Tuesday 17 June 2003

We can seize the day

The task is not to overthrow globalisation but to use it for a democratic revolution

by George Monbiot


George Monbiot Last week Jack Straw illuminated the depths of his political cowardice by shining upon them the full and feeble beam of his political courage. He proposed to alter the constitution of the UN security council. He would like to double its permanent membership, though without granting the new members the privileges accorded to the five existing ones. He must know that this scheme will be rejected by the proposed new entrants, yet he fears to tread more firmly upon the toes of the incumbents.

But Straw is desperate to save this undemocratic instrument of global governance. He wants to save it because it provides a semblance of legitimacy for a global system otherwise crudely governed by Britain's principal ally. By tearing down the security council to go to war with Iraq, George Bush has ripped the veil off his own intentions. The ambitions of his project now stand before us, naked and undeniable. Straw, like a frantic tailor, is seeking to restore his client's modesty. He knows that a naked emperor cannot govern unopposed for long.

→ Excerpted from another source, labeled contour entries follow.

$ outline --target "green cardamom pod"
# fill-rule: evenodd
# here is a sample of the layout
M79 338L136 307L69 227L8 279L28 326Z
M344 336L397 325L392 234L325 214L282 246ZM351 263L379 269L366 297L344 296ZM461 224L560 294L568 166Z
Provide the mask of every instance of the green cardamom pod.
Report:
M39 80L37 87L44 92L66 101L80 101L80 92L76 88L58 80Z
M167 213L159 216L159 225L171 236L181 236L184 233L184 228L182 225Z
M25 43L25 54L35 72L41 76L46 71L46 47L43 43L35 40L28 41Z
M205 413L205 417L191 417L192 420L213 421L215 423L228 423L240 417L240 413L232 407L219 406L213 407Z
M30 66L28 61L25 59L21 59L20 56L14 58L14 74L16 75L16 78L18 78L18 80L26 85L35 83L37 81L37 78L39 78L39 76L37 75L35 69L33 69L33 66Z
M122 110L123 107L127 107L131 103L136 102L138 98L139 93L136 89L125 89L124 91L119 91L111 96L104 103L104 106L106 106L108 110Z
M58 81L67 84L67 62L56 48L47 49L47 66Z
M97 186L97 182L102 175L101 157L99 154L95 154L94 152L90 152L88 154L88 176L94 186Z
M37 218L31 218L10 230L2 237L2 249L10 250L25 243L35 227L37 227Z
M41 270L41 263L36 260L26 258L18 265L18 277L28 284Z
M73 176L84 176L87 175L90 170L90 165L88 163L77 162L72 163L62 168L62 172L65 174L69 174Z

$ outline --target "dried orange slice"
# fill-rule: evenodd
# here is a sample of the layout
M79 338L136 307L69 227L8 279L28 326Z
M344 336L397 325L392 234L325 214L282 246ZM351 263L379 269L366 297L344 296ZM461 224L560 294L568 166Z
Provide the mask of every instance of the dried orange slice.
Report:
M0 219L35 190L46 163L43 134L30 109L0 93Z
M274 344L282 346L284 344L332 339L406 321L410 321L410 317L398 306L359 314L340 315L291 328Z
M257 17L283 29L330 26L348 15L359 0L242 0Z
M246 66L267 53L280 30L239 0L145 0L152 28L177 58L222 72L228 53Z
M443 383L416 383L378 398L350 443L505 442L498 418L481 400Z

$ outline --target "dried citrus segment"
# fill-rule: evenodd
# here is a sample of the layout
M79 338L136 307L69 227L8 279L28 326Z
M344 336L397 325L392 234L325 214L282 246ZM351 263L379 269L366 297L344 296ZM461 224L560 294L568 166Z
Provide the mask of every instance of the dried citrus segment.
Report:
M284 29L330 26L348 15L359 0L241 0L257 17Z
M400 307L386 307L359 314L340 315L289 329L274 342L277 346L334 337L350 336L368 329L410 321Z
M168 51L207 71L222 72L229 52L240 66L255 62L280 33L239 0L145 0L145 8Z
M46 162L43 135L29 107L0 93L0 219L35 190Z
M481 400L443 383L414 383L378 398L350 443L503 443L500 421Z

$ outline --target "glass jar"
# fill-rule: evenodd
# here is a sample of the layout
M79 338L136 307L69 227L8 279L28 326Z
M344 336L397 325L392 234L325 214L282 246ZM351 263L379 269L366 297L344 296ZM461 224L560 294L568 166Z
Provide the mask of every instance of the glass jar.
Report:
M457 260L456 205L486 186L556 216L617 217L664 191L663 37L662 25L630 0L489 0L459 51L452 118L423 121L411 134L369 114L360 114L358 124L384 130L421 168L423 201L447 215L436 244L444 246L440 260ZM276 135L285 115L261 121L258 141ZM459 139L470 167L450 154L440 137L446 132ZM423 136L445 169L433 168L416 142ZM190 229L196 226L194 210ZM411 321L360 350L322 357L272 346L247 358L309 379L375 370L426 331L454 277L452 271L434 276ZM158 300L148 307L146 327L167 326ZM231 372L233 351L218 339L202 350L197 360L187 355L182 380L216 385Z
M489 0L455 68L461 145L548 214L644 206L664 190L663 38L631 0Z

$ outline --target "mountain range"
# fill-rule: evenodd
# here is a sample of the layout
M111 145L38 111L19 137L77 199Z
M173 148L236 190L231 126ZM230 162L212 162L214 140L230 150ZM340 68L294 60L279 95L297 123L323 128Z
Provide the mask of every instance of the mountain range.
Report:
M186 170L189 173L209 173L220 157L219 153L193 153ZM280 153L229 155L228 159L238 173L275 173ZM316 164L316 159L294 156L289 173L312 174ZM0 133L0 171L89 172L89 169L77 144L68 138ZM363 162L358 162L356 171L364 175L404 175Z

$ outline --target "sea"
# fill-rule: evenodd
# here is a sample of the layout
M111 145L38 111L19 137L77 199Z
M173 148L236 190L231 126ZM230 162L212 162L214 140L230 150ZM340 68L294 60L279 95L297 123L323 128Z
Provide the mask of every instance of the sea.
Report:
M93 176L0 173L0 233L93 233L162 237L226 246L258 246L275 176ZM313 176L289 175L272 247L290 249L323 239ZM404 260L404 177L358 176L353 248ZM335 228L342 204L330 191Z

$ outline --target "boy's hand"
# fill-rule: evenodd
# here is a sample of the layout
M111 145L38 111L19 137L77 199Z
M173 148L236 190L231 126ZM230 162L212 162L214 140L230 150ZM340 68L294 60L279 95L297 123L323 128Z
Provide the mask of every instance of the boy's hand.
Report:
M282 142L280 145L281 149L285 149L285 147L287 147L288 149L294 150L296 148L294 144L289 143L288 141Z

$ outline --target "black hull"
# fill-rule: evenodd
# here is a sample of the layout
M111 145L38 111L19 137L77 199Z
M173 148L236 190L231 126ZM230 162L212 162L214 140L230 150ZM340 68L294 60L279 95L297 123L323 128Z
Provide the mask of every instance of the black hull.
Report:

Straw's scheme is a response to two colliding realities. The first is that the principal instruments of political globalisation are in trouble. The security council, the World Trade Organisation, the International Monetary Fund and the World Bank, having already lost the support of the world's people, are now losing the support of their principal sponsor. Other nations are beginning to face a stark choice: they must either accept direct global rule from Washington, or bypass the superpower and design a new, multilateral system of global governance.

The second is that economic globalisation, driven by corporate and financial integration, sweeps all before it. It destroys, but it also creates. It is extending to the world's people unprecedented opportunities for mobilisation. It is establishing a single, planetary class interest, as the same forces and the same institutions threaten the welfare of the people of all nations. It is ripping down the cultural and linguistic barriers that divide us. By breaking the social bonds which sustained local communities, it destroys our geographical loyalties. It forces us to become a global political community, whether we like it or not.

Simultaneously, it has placed within our hands the weapons we need to attack the existing means of global governance. By forcing governments to operate in the interests of business, it has manufactured the disenchantment upon which all new politics must feed. By expanding its own empire through new communication and transport networks, it has granted the world's people the means by which they can gather and coordinate their challenge.

We may, in other words, be approaching a revolutionary moment. Economic globalisation has made us stronger than ever before, just as the existing instruments of global control have become weaker than ever before. But the global justice movement, vast and determined as it is, is in no position to seize it. The reason is simple: we do not possess a political programme. Without a programme, we can only oppose. Without a programme, we permit our opponents to select the field of battle.

We hesitate to develop one for two reasons. The first is that hundreds of disparate factions have buried their differences within this movement to fight their common enemies. Those differences will re-emerge as we seek to coalesce around a common set of solutions.